The company needed to streamline how its subsidiary brands - including Costa Coffee, Premier Inn and Beefeater - interfaced with its corporate banks. The banks had treated Whitbread as three separate companies rather than one and were subjecting the company to multiple fixed rates and charges.
The previous system transferred transactions directly from the outlet to the bank, meaning Whitbread had no central visibility of the transactions and limited access to transactional data such as card input method.
The company wanted to reduce costs and better understand customers to improve its marketing capabilities, which the previous system did not allow. In addition, not having access to transactional data meant any discrepancies that occurred during the reconciliation processes resulted in many wasted man hours to rectify.
The previous PDQ (Process Data Quickly) system was also slowing down service to customers as data needed to be entered into both the till and PDQ terminal.
Under the PDQ system, Whitbread would have had to invest heavily to achieve PCI compliance, while the "Swipe& Sign" technology meant that the firm and not the banks was liable for any fraud.
To streamline the payment process, Whitbread engaged Fidelity National Information Services, which provided a centralised card payment service; IBM, which provided the outlet card payment software - StorePay; Verifone, which provided the fixed and mobile chip and PIN terminals; and Smart Technology Solutions' Hostlink, which integrated the IBM StorePay software with the Verifone terminals.
The project involved deployment of a completely new, end-to-end, centralised infrastructure that unified the transaction process, allowing Whitbread to take advantage of the combined buying power across the group. The centralised software-based system allows Whitbread to use payment terminals as extensions of their existing EPoS systems.

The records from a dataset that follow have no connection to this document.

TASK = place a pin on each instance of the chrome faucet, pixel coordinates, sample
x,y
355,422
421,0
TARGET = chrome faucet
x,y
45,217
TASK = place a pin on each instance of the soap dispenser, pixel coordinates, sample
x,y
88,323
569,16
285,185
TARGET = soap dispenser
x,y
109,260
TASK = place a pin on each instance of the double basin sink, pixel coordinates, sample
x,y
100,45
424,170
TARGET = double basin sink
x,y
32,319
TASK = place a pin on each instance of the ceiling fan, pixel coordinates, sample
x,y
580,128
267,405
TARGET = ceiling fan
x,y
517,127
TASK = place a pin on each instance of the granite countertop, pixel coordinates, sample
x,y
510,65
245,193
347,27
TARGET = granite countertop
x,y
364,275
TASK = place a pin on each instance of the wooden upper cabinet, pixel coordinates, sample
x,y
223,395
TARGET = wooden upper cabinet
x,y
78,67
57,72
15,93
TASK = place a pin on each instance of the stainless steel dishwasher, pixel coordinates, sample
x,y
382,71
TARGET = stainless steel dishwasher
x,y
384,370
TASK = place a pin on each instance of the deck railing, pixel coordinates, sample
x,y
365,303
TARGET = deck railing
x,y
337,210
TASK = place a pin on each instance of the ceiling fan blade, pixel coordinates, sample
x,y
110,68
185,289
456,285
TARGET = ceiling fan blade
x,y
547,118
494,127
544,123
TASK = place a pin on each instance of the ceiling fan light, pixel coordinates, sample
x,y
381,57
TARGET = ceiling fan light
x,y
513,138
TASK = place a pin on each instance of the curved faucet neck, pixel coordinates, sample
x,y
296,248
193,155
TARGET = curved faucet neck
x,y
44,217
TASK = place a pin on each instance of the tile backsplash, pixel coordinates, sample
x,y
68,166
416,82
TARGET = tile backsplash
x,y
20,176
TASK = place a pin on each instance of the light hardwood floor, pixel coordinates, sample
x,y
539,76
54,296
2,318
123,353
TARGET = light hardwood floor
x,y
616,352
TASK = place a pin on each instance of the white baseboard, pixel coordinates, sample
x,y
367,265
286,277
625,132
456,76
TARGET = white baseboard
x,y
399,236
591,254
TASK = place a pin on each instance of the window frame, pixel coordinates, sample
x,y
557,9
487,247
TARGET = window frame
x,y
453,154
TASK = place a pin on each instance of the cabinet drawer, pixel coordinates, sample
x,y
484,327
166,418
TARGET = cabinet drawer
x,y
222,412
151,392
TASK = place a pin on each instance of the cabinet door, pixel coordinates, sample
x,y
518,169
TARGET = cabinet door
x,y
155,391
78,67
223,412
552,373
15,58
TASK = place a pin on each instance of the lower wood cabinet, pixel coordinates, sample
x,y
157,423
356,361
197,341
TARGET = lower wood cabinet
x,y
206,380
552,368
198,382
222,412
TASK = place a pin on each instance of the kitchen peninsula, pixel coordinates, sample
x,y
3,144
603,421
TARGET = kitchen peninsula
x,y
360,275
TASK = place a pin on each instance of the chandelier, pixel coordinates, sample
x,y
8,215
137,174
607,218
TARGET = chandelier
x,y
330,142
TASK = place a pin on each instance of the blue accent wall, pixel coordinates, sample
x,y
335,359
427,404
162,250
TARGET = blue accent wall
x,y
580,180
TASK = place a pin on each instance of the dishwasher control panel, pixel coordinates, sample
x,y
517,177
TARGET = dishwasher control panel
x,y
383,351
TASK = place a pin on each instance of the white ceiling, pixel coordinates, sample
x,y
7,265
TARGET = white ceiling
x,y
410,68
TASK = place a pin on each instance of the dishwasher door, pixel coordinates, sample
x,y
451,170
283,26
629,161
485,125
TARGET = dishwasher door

Stephen Deakin, project manager at Whitbread Information Systems, says the move has brought about a number of benefits, including PCI compliance.
"Movement away from "Swipe & Sign" means our restaurants are no longer liable for fraudulent payments and have also benefited from an improvement on transaction rates as a result of chip and PIN," he says. "Combined with the cheaper transaction rates as a result of the group's bulk-buying power, the entire project is delivering total savings in excess of £1m per annum, as well as satisfying 90% of the necessary requirements to make Whitbread PCI compliant.
"The protection of cardholder data is extremely important at Whitbread and becoming PCI compliant allows us to trade with confidence," he adds.